The Women’s World conference is a gathering of academics, researchers, policymakers, community service providers and activists interested in exploring issues that hinder women’s equality.
More than 1,500 women from 91 countries will descend on Ottawa from July 3 to 7 for the 30th annual conference. This year’s theme is Inclusions, Exclusions and Seclusions: Living in a Globalized World.
The philosophy behind the conference is to mesh together three priorities: recognizing aboriginal women and indigenous women around the world, facilitating intergenerational dialogue, and making the event accessible to women with disabilities.
Caroline Andrew is director of the Centre of Governance and a professor in the School of Political Studies at the University of Ottawa. She is also the co-chair of this year’s forum.
“Not to say that these are the only intersections that we are preoccupied with, but we thought that these were really important ones and that they illustrated our preoccupation with trying to fully recognize the diversity of women,” she says.
The conference consists of presentations, workshops, forums and plenary discussions.

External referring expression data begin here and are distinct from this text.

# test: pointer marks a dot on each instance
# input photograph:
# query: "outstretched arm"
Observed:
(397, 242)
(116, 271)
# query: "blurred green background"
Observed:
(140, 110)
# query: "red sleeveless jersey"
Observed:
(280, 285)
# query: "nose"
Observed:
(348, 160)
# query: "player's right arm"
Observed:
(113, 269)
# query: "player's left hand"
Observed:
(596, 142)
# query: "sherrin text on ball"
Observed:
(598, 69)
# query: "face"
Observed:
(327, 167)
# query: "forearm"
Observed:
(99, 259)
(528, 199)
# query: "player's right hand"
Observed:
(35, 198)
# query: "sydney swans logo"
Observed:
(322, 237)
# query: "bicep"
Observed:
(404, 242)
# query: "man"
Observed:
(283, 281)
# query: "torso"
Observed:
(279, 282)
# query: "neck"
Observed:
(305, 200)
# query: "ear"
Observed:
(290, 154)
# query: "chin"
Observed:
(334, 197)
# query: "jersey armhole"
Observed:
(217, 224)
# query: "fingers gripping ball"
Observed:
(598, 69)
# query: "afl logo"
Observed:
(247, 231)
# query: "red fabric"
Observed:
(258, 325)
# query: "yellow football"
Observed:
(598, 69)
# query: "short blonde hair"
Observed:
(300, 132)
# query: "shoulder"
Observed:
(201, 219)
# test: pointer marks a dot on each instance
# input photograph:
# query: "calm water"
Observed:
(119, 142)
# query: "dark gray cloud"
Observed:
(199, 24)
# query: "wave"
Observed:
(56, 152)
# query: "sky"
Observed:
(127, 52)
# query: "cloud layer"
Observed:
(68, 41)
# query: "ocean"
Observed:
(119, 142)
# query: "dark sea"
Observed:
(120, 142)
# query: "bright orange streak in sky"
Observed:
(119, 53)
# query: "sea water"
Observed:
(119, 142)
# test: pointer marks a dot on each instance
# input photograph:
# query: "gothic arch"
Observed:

“Women’s World is offering a public space, a public forum for discussion and debate on the whole range of issues,” says Andrew. “We know there will be some issues on which there will be strong debate, and what we see ourselves as doing is offering a platform.”

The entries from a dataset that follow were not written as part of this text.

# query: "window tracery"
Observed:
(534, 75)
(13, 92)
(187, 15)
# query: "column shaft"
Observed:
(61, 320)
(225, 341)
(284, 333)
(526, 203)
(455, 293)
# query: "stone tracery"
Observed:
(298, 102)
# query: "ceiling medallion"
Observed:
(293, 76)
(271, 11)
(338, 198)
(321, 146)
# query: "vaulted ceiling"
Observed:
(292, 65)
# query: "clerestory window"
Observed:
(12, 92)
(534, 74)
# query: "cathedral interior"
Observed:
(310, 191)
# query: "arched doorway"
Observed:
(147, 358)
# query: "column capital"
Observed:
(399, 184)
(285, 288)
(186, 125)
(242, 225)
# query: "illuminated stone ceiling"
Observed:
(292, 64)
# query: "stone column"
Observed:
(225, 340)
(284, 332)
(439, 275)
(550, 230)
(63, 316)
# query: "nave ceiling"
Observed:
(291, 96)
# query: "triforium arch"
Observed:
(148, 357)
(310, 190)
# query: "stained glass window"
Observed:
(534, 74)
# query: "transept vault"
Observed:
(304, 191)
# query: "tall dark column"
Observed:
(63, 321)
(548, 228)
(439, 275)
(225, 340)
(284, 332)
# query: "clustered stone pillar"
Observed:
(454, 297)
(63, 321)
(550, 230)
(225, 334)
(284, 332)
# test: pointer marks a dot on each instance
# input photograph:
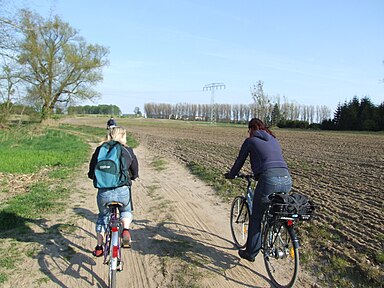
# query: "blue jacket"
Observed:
(265, 153)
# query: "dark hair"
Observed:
(257, 124)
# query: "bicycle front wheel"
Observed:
(281, 254)
(112, 279)
(239, 221)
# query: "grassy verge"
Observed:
(28, 203)
(26, 151)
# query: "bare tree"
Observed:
(60, 67)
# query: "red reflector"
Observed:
(115, 251)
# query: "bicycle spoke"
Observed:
(239, 221)
(280, 256)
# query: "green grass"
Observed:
(28, 150)
(28, 153)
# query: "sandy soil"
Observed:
(181, 237)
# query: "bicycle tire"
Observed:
(112, 264)
(239, 221)
(112, 278)
(281, 254)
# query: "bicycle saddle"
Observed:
(114, 204)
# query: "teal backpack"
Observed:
(111, 169)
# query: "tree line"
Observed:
(357, 115)
(237, 113)
(99, 109)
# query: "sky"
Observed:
(320, 52)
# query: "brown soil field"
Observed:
(342, 172)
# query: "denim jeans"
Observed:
(104, 196)
(271, 181)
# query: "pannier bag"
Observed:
(111, 168)
(292, 205)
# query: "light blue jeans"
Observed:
(271, 181)
(104, 196)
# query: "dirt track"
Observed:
(181, 237)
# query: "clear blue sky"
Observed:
(311, 52)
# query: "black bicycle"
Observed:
(280, 245)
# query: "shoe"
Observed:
(243, 254)
(126, 238)
(99, 251)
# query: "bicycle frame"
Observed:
(112, 252)
(279, 241)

According to Andrew, the guiding principle behind the plenaries was to get people from different sectors – frontline service providers, community advocates, policymakers and academics – to talk to each other.
“The plenaries are to bring people from very different sectors, from very different geographical places, from different language groups, respecting the idea of breaking barriers, breaking cycles, breaking ceilings,” she says.
The first day’s theme is Breaking Cycles, addresses the ways in which women are working to combat cycles of oppression in a globalized world. Day two’s theme, Breaking Ceilings, tackles strategies for breaking through economic, political and educational limitations placed on women’s careers.
Breaking Barriers, on day three, looks at how globalization divides women. The final day’s theme, Breaking Grounds, acknowledges the importance of information exchange between women around the world.
Andrew says it was a deliberate choice to end with Breaking Grounds.
“The idea was that we wanted the analysis of the impact of globalization, but we also wanted to highlight things that had been going on around the world on the ground,” she says. “We wanted the movement of the conference to end on a positive “keep going” mood.”
Andrew is conscious of the fact that the conference is being held in Canada and that 50 percent of the participants are from different parts of the country. She feels that for many of the participants who work at the community level the conference offers the opportunity to meet people they would never meet otherwise.
Bearing that in mind, what Andrew herself wants out of the conference is simple.
“My dream of a totally successful conference is that an enormous number of people come away with two or three emails [addresses],” says Andrew. “The connection that people here are realizing that they are part of a whole bunch of movements going on around the world and that there are mutual things that we can learn from one another – I think that would be really powerful.”